The Fenians never mounted anything nearly as formidable in their ensuing raids, which presumably involved playing the song Yakety Sax in the background.  In 1866, they decided to focus on Eastern Canada, and invaded Pigeon Hill with around 1000 men before the Canadian government actually decided to defend the border.  When Canadian troops showed up, the Fenians realized, “Oh shit, we are super low on weapons” and promptly surrendered.  The invasion lasted one full day.

canadian soldiers

Canadian soldiers, pictured above being very polite.

The last two raids occurred four years later, with the Battle of Eccles Hill in the Montreal region being easily turned away with no casualties among Canadian forces, followed by an 1871 Pembina Raid that didn’t even mange to make it across the border into Canada—their force of 35 (yes, just 35) captured a Hudson’s Bay Company post they thought was in Canada, only to find out that they underestimated the border by about two miles.  The U.S. Army quickly captured them, and didn’t even bother to charge them with invading U.S. territory.  They just let them go, probably under the little-used statute of, “Man, we just feel kind of bad for you guys.”

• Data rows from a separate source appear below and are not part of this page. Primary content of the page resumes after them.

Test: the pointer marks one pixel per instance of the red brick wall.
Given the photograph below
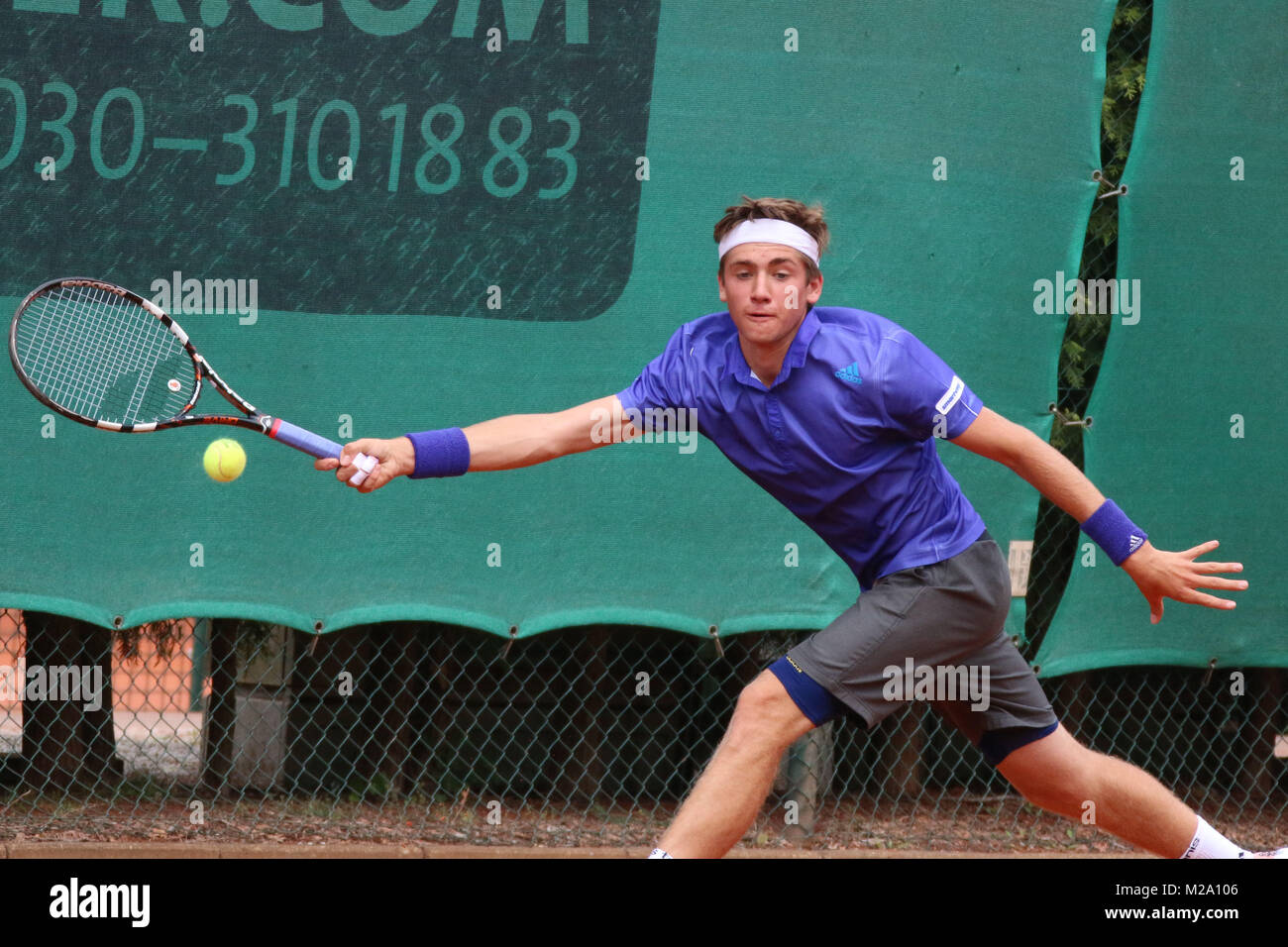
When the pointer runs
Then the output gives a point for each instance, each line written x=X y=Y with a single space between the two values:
x=147 y=684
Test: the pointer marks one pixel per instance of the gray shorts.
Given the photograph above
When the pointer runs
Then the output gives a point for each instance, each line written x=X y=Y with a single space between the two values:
x=931 y=633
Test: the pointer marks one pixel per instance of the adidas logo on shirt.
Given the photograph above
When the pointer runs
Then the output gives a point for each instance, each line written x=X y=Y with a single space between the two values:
x=850 y=373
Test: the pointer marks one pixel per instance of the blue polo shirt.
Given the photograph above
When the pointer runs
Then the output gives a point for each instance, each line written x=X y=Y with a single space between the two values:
x=844 y=438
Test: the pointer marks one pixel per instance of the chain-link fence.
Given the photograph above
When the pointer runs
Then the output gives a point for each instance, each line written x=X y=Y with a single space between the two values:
x=220 y=728
x=590 y=735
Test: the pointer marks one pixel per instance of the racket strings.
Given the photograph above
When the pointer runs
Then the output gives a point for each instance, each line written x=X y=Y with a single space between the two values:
x=103 y=357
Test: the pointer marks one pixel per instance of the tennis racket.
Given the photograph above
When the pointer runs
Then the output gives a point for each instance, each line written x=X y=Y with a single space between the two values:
x=108 y=359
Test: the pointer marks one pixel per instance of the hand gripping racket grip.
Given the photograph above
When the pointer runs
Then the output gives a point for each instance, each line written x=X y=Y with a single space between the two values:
x=307 y=441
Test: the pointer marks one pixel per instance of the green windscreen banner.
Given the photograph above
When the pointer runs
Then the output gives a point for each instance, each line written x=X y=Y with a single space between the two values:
x=377 y=218
x=1188 y=428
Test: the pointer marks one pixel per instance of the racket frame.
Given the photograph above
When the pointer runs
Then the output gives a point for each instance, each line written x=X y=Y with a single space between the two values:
x=252 y=419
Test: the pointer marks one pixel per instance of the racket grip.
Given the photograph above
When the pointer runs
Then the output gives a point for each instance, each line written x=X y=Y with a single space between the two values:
x=318 y=446
x=365 y=464
x=303 y=440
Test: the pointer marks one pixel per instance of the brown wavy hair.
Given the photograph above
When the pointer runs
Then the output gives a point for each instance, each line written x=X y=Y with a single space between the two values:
x=807 y=218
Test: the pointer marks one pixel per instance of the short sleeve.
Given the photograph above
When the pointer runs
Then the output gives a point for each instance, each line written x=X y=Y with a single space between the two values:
x=664 y=382
x=922 y=395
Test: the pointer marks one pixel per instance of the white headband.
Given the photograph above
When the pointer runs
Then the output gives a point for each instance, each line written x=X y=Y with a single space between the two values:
x=768 y=231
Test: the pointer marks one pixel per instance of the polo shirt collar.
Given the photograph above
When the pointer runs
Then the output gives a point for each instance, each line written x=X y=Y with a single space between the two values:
x=795 y=357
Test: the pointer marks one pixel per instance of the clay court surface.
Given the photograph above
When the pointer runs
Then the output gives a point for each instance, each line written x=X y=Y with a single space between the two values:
x=368 y=851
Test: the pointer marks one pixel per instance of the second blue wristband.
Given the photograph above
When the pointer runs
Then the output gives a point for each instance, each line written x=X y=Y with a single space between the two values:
x=443 y=453
x=1115 y=532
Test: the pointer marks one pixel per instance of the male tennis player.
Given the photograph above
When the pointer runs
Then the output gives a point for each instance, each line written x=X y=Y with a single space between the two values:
x=835 y=412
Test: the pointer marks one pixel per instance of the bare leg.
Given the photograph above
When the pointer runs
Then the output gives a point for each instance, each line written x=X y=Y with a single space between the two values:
x=730 y=791
x=1061 y=776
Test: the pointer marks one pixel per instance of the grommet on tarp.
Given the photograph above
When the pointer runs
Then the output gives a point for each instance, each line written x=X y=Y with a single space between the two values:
x=1120 y=191
x=1065 y=420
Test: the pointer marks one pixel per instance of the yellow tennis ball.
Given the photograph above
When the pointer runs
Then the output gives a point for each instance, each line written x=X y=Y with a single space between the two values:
x=224 y=460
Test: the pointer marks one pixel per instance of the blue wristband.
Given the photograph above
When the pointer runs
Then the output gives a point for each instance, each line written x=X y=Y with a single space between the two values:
x=1113 y=532
x=445 y=453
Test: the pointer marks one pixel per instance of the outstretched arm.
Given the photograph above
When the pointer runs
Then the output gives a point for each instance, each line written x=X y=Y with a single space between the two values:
x=501 y=444
x=1158 y=574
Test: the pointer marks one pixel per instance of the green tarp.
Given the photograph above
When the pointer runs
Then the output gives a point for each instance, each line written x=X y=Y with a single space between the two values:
x=1188 y=428
x=376 y=304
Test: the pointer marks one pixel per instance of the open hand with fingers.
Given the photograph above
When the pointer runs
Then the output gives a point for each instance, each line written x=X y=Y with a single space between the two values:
x=1179 y=577
x=395 y=459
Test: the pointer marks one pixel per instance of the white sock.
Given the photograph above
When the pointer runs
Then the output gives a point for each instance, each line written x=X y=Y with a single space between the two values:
x=1209 y=843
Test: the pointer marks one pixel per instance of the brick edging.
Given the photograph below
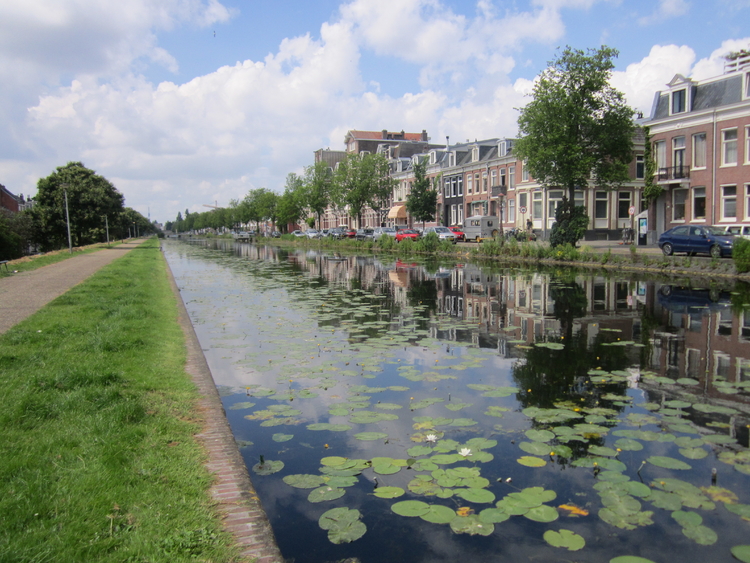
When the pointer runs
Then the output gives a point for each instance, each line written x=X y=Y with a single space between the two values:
x=233 y=493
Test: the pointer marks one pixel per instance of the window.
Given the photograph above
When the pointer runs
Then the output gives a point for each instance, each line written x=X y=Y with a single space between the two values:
x=623 y=205
x=660 y=152
x=699 y=203
x=537 y=205
x=729 y=202
x=729 y=147
x=679 y=196
x=699 y=150
x=600 y=207
x=678 y=101
x=640 y=167
x=678 y=157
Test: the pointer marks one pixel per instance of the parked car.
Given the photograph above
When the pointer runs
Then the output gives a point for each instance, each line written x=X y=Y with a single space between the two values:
x=406 y=233
x=696 y=240
x=443 y=233
x=380 y=231
x=365 y=234
x=460 y=236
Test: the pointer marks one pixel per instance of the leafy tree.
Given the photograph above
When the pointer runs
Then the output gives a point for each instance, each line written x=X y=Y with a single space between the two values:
x=290 y=205
x=317 y=182
x=90 y=198
x=577 y=127
x=422 y=200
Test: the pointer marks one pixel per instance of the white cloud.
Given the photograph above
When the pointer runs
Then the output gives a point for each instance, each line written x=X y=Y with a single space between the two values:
x=666 y=9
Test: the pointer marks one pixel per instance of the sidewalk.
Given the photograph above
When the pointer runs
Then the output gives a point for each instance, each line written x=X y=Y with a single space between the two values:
x=23 y=294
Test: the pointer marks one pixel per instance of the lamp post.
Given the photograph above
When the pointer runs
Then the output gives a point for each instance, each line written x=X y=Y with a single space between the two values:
x=67 y=217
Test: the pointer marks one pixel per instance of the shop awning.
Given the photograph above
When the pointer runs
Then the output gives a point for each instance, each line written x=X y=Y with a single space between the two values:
x=397 y=212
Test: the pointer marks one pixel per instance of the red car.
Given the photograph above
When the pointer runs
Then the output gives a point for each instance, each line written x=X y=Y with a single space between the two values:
x=460 y=235
x=402 y=234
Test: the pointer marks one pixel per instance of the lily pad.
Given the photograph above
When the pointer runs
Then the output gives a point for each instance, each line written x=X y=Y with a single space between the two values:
x=324 y=493
x=564 y=538
x=438 y=514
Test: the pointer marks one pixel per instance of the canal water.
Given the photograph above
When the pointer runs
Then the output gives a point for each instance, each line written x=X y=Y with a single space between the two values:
x=396 y=410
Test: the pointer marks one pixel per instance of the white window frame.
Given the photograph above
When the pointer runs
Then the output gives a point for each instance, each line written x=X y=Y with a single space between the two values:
x=726 y=199
x=699 y=148
x=726 y=146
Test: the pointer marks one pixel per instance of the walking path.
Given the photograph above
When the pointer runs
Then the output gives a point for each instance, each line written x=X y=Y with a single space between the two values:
x=23 y=294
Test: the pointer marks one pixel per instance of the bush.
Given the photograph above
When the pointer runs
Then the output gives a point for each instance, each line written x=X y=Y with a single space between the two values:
x=741 y=255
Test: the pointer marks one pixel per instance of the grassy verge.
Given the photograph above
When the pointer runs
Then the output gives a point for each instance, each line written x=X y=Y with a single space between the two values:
x=37 y=261
x=97 y=456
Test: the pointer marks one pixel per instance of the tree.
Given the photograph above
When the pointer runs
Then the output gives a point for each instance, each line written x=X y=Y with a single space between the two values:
x=422 y=199
x=318 y=181
x=576 y=128
x=90 y=198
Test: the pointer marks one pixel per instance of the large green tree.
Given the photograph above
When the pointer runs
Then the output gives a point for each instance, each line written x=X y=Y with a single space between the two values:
x=90 y=198
x=576 y=129
x=422 y=199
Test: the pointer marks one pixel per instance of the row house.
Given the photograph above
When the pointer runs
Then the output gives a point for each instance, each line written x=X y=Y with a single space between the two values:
x=700 y=134
x=485 y=178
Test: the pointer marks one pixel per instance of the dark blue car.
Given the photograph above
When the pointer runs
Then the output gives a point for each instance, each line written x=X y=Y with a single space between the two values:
x=696 y=240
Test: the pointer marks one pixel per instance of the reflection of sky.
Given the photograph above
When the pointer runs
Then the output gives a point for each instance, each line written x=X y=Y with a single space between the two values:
x=259 y=325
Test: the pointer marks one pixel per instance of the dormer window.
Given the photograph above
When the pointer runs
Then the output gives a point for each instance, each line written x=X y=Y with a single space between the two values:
x=679 y=101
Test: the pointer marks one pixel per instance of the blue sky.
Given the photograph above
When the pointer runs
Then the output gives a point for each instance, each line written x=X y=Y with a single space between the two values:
x=182 y=103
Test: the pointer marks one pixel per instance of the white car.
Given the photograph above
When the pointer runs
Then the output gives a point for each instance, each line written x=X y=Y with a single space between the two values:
x=443 y=233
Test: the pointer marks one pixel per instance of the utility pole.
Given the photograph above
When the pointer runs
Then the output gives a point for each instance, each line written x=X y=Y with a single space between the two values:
x=67 y=217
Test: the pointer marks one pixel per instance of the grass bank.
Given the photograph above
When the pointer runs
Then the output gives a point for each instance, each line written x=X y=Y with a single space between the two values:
x=97 y=456
x=39 y=260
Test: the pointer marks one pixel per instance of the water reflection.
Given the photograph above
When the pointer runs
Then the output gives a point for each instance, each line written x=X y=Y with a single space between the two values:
x=596 y=363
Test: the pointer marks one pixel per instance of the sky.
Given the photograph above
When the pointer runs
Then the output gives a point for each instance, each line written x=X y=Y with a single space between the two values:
x=187 y=103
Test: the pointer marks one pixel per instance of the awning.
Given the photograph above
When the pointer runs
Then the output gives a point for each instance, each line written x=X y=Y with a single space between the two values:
x=397 y=212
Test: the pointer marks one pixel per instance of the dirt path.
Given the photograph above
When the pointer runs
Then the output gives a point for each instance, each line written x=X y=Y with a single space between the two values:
x=23 y=294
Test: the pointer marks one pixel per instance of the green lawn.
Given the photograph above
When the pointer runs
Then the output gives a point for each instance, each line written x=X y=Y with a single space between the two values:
x=97 y=456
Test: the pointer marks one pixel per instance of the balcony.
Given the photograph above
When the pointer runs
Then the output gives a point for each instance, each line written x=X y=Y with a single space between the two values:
x=673 y=173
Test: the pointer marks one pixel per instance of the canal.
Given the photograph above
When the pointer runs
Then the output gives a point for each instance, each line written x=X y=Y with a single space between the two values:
x=408 y=410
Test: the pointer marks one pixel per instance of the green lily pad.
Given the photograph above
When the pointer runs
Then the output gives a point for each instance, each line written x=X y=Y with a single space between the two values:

Eventually, the Fenian organization petered out, and most of their accomplishments are measured in how they effected Canada, not Ireland.  They pushed Canada into uniting as a single nation, caused them to reshape their militia training techniques, and helped Canadians develop a nice healthy annoyance at America for seemingly tolerating the raids, and also for giggling when Canada was complaining about the Fenian Army attacking them all the time.

But at the end of the day, the most important thing to remember from this comically doomed endeavor is that a bunch of Irish Americans used to invade Canada like it was some sort of hobby, and we think that’s wonderful and kind of hilarious.

God bless, Fenians.  Have a drink on us.